Mayor Steve Jernigan of Lepanto said that city has applied for a grant for cameras in police cars. Jernigan also mentioned that "the population of our cities is older, and we've been losing population at our school system for years now."
He emphasized the need to turn that around. Of the budget, Jernigan said, "There's not 50 cents left over in that." He went on to say that if Delta cities do not make themselves attractive and bring people in, "we're doomed."
For Tyronza, mayor Marion Bearden said that city is "in the same situation with revenue," but added she was happy to report that Tyronza had a balanced budget every year. Bearden mentioned the Senior Citizens Building, groundbreaking for which should start in the spring. She also mentioned the October fire that took out four buildings downtown.
Bearden said they have a Master Street Plan designed, adding she "would love to see small businesses come in downtown."
Tyronza also received a JAG grant for $49,000 which is going toward a new police car and equipment, she said. Bearden is looking forward to 2011 and said, "We've been blessed with young people not wanting to move out. I credit the schools with that."
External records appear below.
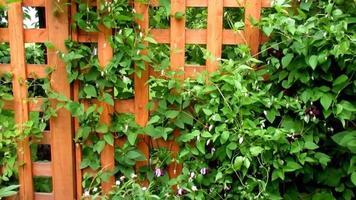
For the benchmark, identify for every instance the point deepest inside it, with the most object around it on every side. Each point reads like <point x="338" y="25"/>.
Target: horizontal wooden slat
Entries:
<point x="227" y="3"/>
<point x="43" y="196"/>
<point x="232" y="37"/>
<point x="36" y="71"/>
<point x="190" y="71"/>
<point x="34" y="3"/>
<point x="199" y="36"/>
<point x="45" y="139"/>
<point x="31" y="35"/>
<point x="42" y="169"/>
<point x="36" y="35"/>
<point x="87" y="37"/>
<point x="125" y="106"/>
<point x="35" y="104"/>
<point x="5" y="68"/>
<point x="4" y="35"/>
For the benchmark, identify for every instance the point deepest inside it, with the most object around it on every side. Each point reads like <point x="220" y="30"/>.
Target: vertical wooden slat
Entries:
<point x="141" y="89"/>
<point x="17" y="51"/>
<point x="105" y="53"/>
<point x="252" y="34"/>
<point x="75" y="97"/>
<point x="177" y="64"/>
<point x="214" y="36"/>
<point x="61" y="130"/>
<point x="177" y="36"/>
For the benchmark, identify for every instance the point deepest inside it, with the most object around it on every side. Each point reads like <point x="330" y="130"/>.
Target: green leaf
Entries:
<point x="99" y="146"/>
<point x="340" y="80"/>
<point x="267" y="30"/>
<point x="287" y="59"/>
<point x="109" y="138"/>
<point x="167" y="6"/>
<point x="102" y="128"/>
<point x="291" y="166"/>
<point x="224" y="137"/>
<point x="256" y="150"/>
<point x="353" y="178"/>
<point x="201" y="146"/>
<point x="131" y="137"/>
<point x="153" y="120"/>
<point x="172" y="114"/>
<point x="310" y="145"/>
<point x="313" y="61"/>
<point x="346" y="139"/>
<point x="326" y="100"/>
<point x="107" y="98"/>
<point x="150" y="40"/>
<point x="90" y="91"/>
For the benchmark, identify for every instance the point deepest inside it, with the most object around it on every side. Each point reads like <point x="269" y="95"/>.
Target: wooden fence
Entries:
<point x="64" y="165"/>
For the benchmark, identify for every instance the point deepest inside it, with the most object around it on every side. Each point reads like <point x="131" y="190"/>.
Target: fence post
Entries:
<point x="214" y="36"/>
<point x="18" y="65"/>
<point x="61" y="129"/>
<point x="105" y="53"/>
<point x="141" y="89"/>
<point x="252" y="34"/>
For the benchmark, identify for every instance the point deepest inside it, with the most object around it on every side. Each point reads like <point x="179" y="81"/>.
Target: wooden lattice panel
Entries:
<point x="177" y="36"/>
<point x="59" y="137"/>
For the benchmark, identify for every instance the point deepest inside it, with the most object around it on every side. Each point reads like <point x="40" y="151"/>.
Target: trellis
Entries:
<point x="65" y="165"/>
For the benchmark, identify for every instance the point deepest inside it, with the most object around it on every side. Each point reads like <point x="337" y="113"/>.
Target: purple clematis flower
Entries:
<point x="159" y="172"/>
<point x="204" y="171"/>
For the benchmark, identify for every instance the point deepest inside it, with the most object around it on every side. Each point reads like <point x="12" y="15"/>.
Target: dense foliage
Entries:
<point x="281" y="127"/>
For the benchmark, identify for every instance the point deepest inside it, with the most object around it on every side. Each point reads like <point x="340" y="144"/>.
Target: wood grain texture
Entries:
<point x="105" y="53"/>
<point x="61" y="126"/>
<point x="141" y="90"/>
<point x="252" y="34"/>
<point x="214" y="36"/>
<point x="17" y="51"/>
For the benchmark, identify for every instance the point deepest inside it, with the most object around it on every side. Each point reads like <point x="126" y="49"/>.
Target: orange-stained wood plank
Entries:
<point x="44" y="196"/>
<point x="105" y="53"/>
<point x="252" y="34"/>
<point x="31" y="35"/>
<point x="36" y="71"/>
<point x="17" y="51"/>
<point x="227" y="3"/>
<point x="199" y="36"/>
<point x="214" y="37"/>
<point x="61" y="126"/>
<point x="34" y="3"/>
<point x="177" y="36"/>
<point x="233" y="37"/>
<point x="4" y="35"/>
<point x="36" y="35"/>
<point x="178" y="40"/>
<point x="190" y="71"/>
<point x="125" y="106"/>
<point x="5" y="68"/>
<point x="42" y="169"/>
<point x="141" y="89"/>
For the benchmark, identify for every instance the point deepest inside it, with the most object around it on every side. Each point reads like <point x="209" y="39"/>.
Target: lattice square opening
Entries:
<point x="35" y="88"/>
<point x="3" y="18"/>
<point x="234" y="52"/>
<point x="34" y="17"/>
<point x="36" y="53"/>
<point x="5" y="57"/>
<point x="234" y="18"/>
<point x="194" y="54"/>
<point x="196" y="18"/>
<point x="43" y="184"/>
<point x="158" y="17"/>
<point x="41" y="152"/>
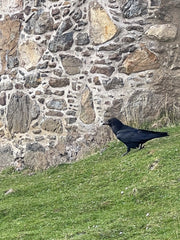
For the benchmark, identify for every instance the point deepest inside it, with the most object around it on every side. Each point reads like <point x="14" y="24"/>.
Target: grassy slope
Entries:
<point x="102" y="197"/>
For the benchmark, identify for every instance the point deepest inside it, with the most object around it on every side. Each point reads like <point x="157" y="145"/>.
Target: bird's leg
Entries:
<point x="128" y="150"/>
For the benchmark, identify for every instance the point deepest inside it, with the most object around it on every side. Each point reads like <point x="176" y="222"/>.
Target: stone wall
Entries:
<point x="65" y="66"/>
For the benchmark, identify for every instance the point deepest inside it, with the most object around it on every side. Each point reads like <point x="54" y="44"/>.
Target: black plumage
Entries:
<point x="132" y="137"/>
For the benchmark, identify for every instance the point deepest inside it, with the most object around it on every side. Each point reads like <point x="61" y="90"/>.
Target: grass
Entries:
<point x="104" y="196"/>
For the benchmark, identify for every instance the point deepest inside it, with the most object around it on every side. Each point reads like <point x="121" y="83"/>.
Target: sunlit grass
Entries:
<point x="103" y="196"/>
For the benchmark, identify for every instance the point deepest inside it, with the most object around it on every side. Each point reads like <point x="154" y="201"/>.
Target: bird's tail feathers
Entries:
<point x="162" y="134"/>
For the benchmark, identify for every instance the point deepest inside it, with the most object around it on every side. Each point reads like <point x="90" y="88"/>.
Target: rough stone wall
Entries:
<point x="65" y="66"/>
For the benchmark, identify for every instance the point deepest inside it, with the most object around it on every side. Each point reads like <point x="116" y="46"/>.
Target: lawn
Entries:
<point x="105" y="196"/>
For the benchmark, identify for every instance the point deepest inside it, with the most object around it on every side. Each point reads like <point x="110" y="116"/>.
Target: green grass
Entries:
<point x="105" y="196"/>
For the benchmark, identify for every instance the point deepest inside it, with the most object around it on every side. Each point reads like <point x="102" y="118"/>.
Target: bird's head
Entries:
<point x="112" y="122"/>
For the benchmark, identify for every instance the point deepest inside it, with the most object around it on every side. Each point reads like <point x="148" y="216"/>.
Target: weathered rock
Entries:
<point x="140" y="104"/>
<point x="3" y="98"/>
<point x="114" y="110"/>
<point x="71" y="64"/>
<point x="54" y="114"/>
<point x="163" y="32"/>
<point x="20" y="112"/>
<point x="113" y="83"/>
<point x="140" y="60"/>
<point x="65" y="25"/>
<point x="36" y="160"/>
<point x="12" y="61"/>
<point x="35" y="147"/>
<point x="6" y="154"/>
<point x="103" y="70"/>
<point x="134" y="8"/>
<point x="82" y="39"/>
<point x="11" y="6"/>
<point x="58" y="104"/>
<point x="77" y="15"/>
<point x="32" y="80"/>
<point x="102" y="29"/>
<point x="43" y="24"/>
<point x="59" y="82"/>
<point x="6" y="85"/>
<point x="40" y="23"/>
<point x="52" y="125"/>
<point x="87" y="114"/>
<point x="30" y="54"/>
<point x="62" y="42"/>
<point x="9" y="36"/>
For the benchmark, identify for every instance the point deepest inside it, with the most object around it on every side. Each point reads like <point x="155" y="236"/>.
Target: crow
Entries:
<point x="132" y="137"/>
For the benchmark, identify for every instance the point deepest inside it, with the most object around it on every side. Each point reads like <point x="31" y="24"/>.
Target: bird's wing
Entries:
<point x="133" y="135"/>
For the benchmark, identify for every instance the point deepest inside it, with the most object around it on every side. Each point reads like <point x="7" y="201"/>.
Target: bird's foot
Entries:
<point x="124" y="154"/>
<point x="141" y="147"/>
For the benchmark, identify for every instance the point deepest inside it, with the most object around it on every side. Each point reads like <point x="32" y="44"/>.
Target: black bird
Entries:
<point x="132" y="137"/>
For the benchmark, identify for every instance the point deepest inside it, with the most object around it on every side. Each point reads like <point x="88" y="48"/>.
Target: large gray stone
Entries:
<point x="134" y="8"/>
<point x="20" y="112"/>
<point x="6" y="154"/>
<point x="57" y="104"/>
<point x="40" y="23"/>
<point x="113" y="83"/>
<point x="32" y="80"/>
<point x="163" y="32"/>
<point x="102" y="28"/>
<point x="61" y="42"/>
<point x="52" y="125"/>
<point x="82" y="39"/>
<point x="59" y="82"/>
<point x="87" y="114"/>
<point x="71" y="64"/>
<point x="6" y="85"/>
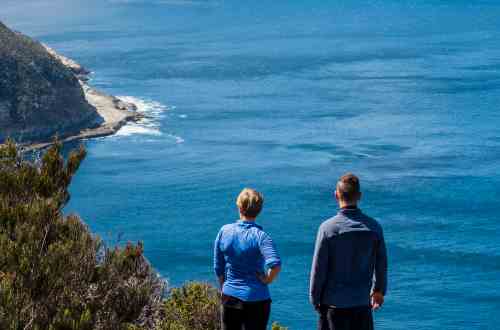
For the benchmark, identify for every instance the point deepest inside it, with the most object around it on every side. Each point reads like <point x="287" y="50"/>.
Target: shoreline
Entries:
<point x="114" y="112"/>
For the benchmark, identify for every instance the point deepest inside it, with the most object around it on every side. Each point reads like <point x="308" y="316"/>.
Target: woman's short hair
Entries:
<point x="250" y="202"/>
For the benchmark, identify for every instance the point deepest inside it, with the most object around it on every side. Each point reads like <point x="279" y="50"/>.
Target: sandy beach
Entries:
<point x="114" y="112"/>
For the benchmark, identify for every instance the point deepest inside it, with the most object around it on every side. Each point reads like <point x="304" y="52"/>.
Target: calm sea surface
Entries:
<point x="285" y="96"/>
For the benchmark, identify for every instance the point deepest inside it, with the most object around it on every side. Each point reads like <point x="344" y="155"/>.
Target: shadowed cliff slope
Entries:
<point x="39" y="96"/>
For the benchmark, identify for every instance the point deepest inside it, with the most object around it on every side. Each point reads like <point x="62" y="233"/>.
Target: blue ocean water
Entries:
<point x="285" y="96"/>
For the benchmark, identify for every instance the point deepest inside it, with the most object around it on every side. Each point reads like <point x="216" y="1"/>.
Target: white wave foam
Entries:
<point x="149" y="125"/>
<point x="177" y="139"/>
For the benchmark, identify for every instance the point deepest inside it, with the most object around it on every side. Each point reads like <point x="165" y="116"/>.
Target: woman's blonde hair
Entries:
<point x="250" y="202"/>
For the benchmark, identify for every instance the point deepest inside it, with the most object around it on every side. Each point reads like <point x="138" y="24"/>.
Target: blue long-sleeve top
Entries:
<point x="242" y="250"/>
<point x="350" y="260"/>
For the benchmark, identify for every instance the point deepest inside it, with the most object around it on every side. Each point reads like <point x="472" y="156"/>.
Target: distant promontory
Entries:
<point x="43" y="94"/>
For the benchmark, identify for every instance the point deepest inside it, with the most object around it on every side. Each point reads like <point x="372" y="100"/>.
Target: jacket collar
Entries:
<point x="248" y="224"/>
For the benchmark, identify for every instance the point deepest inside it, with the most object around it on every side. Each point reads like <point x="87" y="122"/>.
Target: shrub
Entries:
<point x="195" y="306"/>
<point x="277" y="326"/>
<point x="53" y="273"/>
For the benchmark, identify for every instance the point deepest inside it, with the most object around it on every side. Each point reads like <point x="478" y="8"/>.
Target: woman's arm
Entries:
<point x="271" y="274"/>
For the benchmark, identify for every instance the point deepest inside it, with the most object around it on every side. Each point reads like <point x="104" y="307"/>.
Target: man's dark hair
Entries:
<point x="348" y="188"/>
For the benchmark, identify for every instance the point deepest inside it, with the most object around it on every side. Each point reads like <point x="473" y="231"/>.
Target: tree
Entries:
<point x="54" y="274"/>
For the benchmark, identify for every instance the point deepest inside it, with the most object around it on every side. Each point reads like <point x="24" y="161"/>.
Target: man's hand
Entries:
<point x="377" y="300"/>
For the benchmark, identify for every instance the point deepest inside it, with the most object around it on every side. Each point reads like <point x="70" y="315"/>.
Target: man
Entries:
<point x="349" y="268"/>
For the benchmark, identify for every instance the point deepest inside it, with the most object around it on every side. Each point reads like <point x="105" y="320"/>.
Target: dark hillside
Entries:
<point x="39" y="96"/>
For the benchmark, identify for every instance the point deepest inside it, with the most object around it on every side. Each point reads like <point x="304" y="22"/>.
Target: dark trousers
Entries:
<point x="241" y="315"/>
<point x="355" y="318"/>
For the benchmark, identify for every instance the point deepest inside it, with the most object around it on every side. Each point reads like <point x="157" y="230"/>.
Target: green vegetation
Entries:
<point x="55" y="275"/>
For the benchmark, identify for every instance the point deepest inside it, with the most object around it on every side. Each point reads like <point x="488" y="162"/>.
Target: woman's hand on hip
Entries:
<point x="269" y="276"/>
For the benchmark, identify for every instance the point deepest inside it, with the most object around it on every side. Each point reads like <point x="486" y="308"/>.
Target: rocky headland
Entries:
<point x="44" y="94"/>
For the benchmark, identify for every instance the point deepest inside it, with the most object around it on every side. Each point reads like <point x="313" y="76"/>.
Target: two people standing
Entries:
<point x="348" y="273"/>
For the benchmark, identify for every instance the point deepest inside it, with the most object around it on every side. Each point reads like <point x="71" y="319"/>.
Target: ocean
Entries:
<point x="284" y="97"/>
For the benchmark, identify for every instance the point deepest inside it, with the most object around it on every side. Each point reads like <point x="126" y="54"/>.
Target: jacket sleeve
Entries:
<point x="319" y="268"/>
<point x="219" y="262"/>
<point x="269" y="251"/>
<point x="381" y="266"/>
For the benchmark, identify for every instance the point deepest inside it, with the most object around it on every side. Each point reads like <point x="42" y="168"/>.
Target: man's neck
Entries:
<point x="243" y="218"/>
<point x="343" y="205"/>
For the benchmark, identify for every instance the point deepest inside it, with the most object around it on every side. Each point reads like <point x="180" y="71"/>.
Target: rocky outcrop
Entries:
<point x="39" y="95"/>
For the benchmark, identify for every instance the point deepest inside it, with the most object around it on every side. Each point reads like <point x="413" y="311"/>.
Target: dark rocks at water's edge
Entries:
<point x="43" y="94"/>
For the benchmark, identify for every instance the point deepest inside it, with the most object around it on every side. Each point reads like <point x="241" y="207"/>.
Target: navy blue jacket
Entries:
<point x="350" y="261"/>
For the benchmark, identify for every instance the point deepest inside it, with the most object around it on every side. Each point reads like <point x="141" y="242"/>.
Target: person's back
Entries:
<point x="350" y="250"/>
<point x="245" y="262"/>
<point x="243" y="246"/>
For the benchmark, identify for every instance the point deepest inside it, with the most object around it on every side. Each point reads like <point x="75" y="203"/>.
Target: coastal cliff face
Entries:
<point x="39" y="95"/>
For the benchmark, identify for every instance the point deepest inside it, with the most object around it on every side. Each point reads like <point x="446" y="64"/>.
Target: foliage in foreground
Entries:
<point x="191" y="307"/>
<point x="55" y="275"/>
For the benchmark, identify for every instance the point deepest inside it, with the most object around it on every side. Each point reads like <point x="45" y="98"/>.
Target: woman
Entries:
<point x="245" y="262"/>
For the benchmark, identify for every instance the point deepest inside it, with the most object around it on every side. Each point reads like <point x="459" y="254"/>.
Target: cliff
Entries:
<point x="43" y="94"/>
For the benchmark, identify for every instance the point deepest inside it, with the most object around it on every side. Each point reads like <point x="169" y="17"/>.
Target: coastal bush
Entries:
<point x="195" y="306"/>
<point x="53" y="273"/>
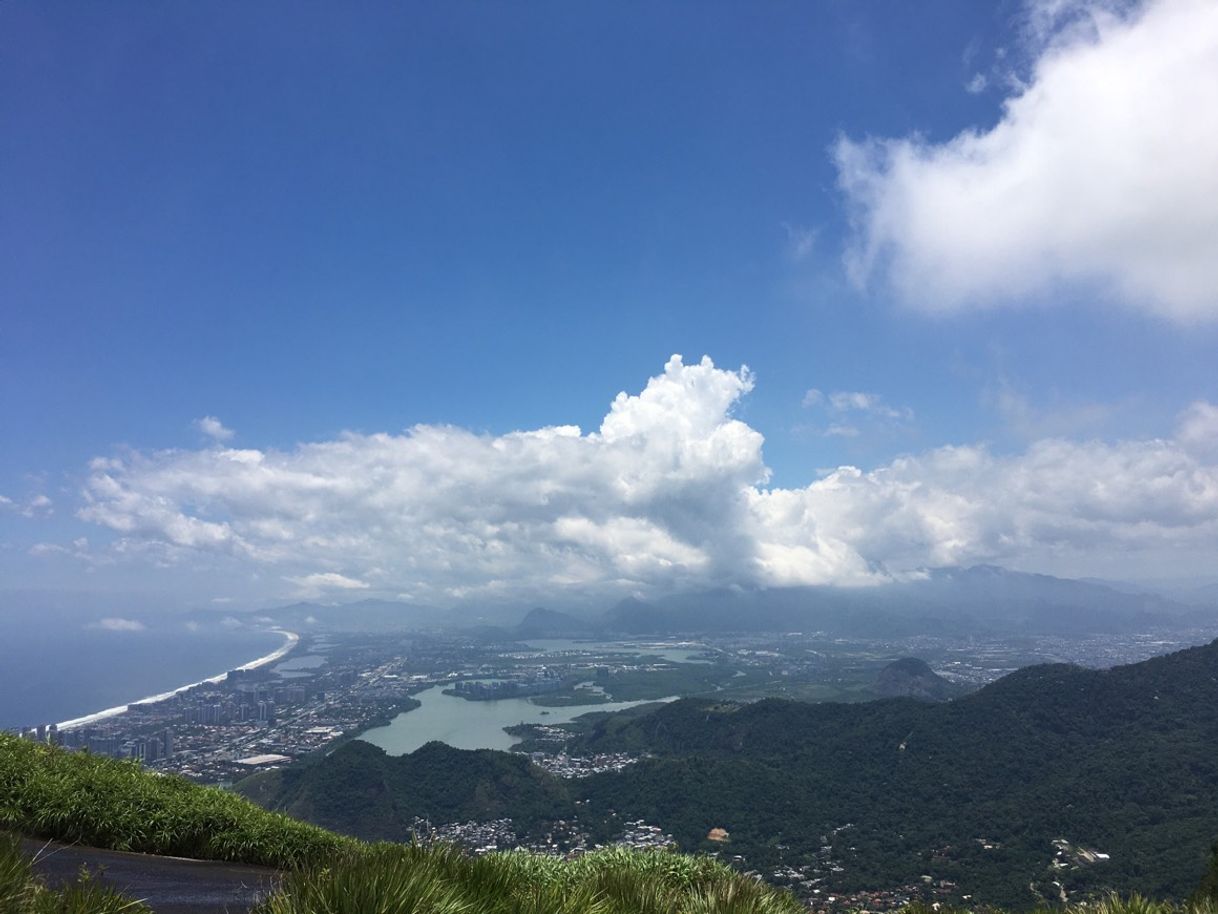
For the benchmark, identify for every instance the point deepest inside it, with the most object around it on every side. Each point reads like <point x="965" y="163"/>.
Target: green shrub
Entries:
<point x="442" y="880"/>
<point x="72" y="796"/>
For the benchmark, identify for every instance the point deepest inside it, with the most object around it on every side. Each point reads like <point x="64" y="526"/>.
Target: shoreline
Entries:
<point x="292" y="639"/>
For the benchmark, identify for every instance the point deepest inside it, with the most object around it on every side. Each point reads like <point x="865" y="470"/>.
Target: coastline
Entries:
<point x="292" y="639"/>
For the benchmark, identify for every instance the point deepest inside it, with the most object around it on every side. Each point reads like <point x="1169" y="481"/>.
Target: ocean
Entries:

Harrisburg mayor Randy Mills said new housing is selling well and that the city is working on economic development. Mills said he wants "to search out grants and grow the city," and mentioned the need to develop long-term and short-term plans for Harrisburg.
"I think it's essential that citizens have a part in the plan," Mills said. Mills also hopes to bring more businesses to the area and wants to do a marketing survey and try to be more conservative on spending.
Judge Charles Nix said he "feels good about how the county ended the year" on budgets. He mentioned a Courthouse Restoration Grant, noting the courthouse is in good shape, though workers still are trying to isolate a leak problem.
On economic develop, Nix stressed the need to bring people together and ready a plan on the county level.
"The big thing is trying to make a plan that's sustainable and works," Nix said.
The next meeting will be held in Trumann on April 12.